Ул-Наред лукаво улыбнулся.
– Так ты не наместник пока, Гарван. Уж насколько я знаю порядки в Этксе, Скарпхедин тебя еще года три в Учениках продержит, а за это время мало ли что может произойти…
Чтобы не сказать купцу чего-нибудь из того, что он не хотел бы услышать, и чтобы не сорвать сделку, Овейгу пришлось отвернуться. Невидящим взором он наблюдал за тем, как зурначи что-то обсуждает с юношей, который собрался петь. Гарвана отвлек голос купца.
– Поторопись, если хочешь выкупить Рависант. Я уже договорился о торгах и не могу так просто отступить. А мне ведь там могут дать больше, чем я у тебя прошу. Так что, считай, себе в убыток продаю!
– Как же ты собираешься ее продавать, если у них одна душа? – на это поверье Овейг возлагал слабую последнюю надежду.
Ул-Наред пристально посмотрел на Овейга.
– Так говорят ваши жрецы, но ты сам в это веришь? Как может быть одна душа у двух сознаний разного нрава?
Овейг пожал плечами:
– Так это или нет, но о том говорят наши жрецы, наши боги. Это древнее поверье, которое нужно уважать.
– Это ваши жрецы и ваши боги. Ты не знаешь, Гарван, я потомок выходцев из Мольд. Долго рассказывать, как они сюда попали и что с ними случилось. Я был сыном гончара и начинал с того, что продавал горшки. А теперь я богат. И скоро мне достанет денег, чтобы вернуться на родину своих отцов.
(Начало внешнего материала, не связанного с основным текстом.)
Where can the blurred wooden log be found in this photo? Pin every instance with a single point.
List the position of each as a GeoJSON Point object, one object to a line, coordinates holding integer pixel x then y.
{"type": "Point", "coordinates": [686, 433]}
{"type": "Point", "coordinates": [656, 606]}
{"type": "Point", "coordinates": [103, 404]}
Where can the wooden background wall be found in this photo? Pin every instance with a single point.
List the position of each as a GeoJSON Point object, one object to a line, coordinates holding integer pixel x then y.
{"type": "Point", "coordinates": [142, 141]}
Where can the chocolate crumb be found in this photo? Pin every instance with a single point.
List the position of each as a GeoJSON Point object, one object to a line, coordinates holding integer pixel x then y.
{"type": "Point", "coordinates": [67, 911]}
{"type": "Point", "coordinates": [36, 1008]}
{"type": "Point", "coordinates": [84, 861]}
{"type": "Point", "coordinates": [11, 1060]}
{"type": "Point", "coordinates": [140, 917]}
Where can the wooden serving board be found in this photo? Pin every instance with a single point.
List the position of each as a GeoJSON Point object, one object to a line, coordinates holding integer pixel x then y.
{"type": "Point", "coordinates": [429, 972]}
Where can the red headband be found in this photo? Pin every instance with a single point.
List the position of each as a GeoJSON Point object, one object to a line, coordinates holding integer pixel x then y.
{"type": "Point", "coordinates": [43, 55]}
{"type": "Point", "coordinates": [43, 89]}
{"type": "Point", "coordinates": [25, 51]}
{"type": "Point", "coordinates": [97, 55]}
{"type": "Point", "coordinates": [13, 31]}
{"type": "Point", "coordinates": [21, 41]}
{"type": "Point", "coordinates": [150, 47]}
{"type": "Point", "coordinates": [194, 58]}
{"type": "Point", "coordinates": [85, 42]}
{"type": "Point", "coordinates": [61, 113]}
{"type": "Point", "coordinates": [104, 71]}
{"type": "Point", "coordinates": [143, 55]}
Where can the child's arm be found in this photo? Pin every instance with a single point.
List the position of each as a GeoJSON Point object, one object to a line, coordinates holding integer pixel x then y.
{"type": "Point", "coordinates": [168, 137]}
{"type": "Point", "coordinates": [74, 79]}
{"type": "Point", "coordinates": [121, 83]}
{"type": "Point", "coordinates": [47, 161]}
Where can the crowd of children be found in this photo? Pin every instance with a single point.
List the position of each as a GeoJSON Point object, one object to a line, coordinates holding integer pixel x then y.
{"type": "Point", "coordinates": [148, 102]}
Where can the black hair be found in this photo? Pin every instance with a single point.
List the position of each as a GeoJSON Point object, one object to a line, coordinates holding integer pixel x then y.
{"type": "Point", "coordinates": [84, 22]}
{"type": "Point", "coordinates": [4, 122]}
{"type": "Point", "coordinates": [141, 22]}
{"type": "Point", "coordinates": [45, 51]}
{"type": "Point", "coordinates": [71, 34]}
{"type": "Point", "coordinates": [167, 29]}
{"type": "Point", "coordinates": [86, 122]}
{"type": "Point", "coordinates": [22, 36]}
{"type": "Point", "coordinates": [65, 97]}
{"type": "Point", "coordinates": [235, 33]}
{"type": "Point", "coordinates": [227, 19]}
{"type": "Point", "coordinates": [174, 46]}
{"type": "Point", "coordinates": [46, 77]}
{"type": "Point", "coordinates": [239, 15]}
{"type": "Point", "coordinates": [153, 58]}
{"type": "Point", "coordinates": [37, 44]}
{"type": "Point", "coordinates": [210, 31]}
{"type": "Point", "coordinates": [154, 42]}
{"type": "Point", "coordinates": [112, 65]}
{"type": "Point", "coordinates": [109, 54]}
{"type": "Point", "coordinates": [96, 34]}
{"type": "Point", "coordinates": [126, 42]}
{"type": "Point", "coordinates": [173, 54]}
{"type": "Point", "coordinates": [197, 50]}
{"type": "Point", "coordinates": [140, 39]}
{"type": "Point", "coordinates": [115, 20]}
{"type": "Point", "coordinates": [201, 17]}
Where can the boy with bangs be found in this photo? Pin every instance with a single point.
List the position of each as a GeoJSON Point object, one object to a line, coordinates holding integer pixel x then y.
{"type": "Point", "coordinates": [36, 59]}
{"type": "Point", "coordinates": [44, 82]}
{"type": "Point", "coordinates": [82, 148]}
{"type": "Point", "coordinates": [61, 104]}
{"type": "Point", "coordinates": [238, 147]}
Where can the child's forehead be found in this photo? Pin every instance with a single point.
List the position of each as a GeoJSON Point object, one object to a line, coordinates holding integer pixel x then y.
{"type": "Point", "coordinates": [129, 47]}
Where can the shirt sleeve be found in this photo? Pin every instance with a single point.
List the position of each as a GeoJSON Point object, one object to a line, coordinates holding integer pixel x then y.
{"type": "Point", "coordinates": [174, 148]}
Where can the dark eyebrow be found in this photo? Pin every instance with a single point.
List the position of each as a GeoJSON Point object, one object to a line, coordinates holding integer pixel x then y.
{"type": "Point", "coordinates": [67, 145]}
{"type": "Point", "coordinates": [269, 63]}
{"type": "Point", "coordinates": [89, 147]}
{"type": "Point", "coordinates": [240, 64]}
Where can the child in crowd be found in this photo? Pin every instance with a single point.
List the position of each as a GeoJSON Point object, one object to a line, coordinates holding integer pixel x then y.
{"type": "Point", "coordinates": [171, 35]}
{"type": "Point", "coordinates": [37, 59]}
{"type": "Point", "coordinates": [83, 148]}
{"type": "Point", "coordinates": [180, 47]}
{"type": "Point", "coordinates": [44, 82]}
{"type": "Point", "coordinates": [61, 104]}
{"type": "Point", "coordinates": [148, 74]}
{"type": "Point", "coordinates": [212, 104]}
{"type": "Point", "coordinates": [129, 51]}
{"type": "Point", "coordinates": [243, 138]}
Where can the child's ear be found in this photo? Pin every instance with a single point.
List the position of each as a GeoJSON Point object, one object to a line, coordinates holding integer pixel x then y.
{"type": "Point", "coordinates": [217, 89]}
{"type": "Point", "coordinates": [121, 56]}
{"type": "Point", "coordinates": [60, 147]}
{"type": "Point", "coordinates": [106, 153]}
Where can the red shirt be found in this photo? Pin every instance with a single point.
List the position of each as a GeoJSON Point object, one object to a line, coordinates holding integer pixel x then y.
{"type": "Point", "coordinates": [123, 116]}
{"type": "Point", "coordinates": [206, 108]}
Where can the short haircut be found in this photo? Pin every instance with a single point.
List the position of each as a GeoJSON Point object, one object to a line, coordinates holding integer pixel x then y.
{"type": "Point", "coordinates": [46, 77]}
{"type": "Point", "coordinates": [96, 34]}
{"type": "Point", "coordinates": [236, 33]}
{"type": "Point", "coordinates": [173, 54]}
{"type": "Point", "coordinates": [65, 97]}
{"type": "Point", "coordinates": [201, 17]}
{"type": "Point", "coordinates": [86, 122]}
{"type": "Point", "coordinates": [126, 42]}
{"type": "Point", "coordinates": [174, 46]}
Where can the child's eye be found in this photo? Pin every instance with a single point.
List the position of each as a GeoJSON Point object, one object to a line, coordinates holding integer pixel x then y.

– Если ты таков, что же не ценишь своих дочерей? В них же и твоя кровь.
– О, если бы я знал, – ул-Наред улыбнулся, но в его глазах улыбки не было. – Это дочери не жены, но рабыни. Были бы сыновья – унаследовали бы мою свободу. Все прочие мои дочери уже выгодно пристроены, а с тех, кого я не признал – что взять? Вот Суав умна, выкупилась. А какая мне выгода от Рависант? Продам её тому, кто больше даст – и дело с концом. Торги на грядущей неделе. Приходи, если оговоренную цену раньше уплатить не сможешь.
Юноша в посеревшей галабее подал ул-Нареду глиняный скифос, наполненный вином и что-то вполголоса спросил у купца. Тот обратился к Овейгу:
– Выпей со мной? Нет? Что же вы, Гарваны, вне Этксе, что духи: не едите, не пьёте и даже не курите! Так инээда встретишь – не отличишь!
Гарван улыбнулся грустной улыбкой человека смирившегося, но непобежденного. Ул-Наред по-своему истолковал его многозначительное молчание – улыбку он не видел, она была скрыта тагельмустом, – и сказал:
– Что же, Гарван, не нравится тебе сделка? А я ведь тебе навстречу иду, себе в убыток, можно сказать! – он отпил из скифоса. – И даже взяв обеих, ты еще сможешь жениться – как там у вас? – на чистокровной нойрин, и еще на одной атгибан и удовольствия ради взять какую-нибудь девушку уинвольской крови. Разве не так?
– Так, – хмуро отозвался Овейг, глядя не на ул-Нареда, а на полупустой кубок в его руке. Таких сосудов в последнее время было много, их привозили уинвольские купцы, но в Гарван-Этксе скифосов отчего-то было не найти.
– Ну! И будешь жить не хуже какого-нибудь шаха, Гарван, окруженный такими негами, которые многим из ваших и не снились из-за излишней скромности, – он криво усмехнулся. – Я бы на твоем месте не медлил и приложил все усилия. Может, и другие возьмут с тебя пример и заживете, не хуже, чем остальные, не изводя себя бессмысленными запретами.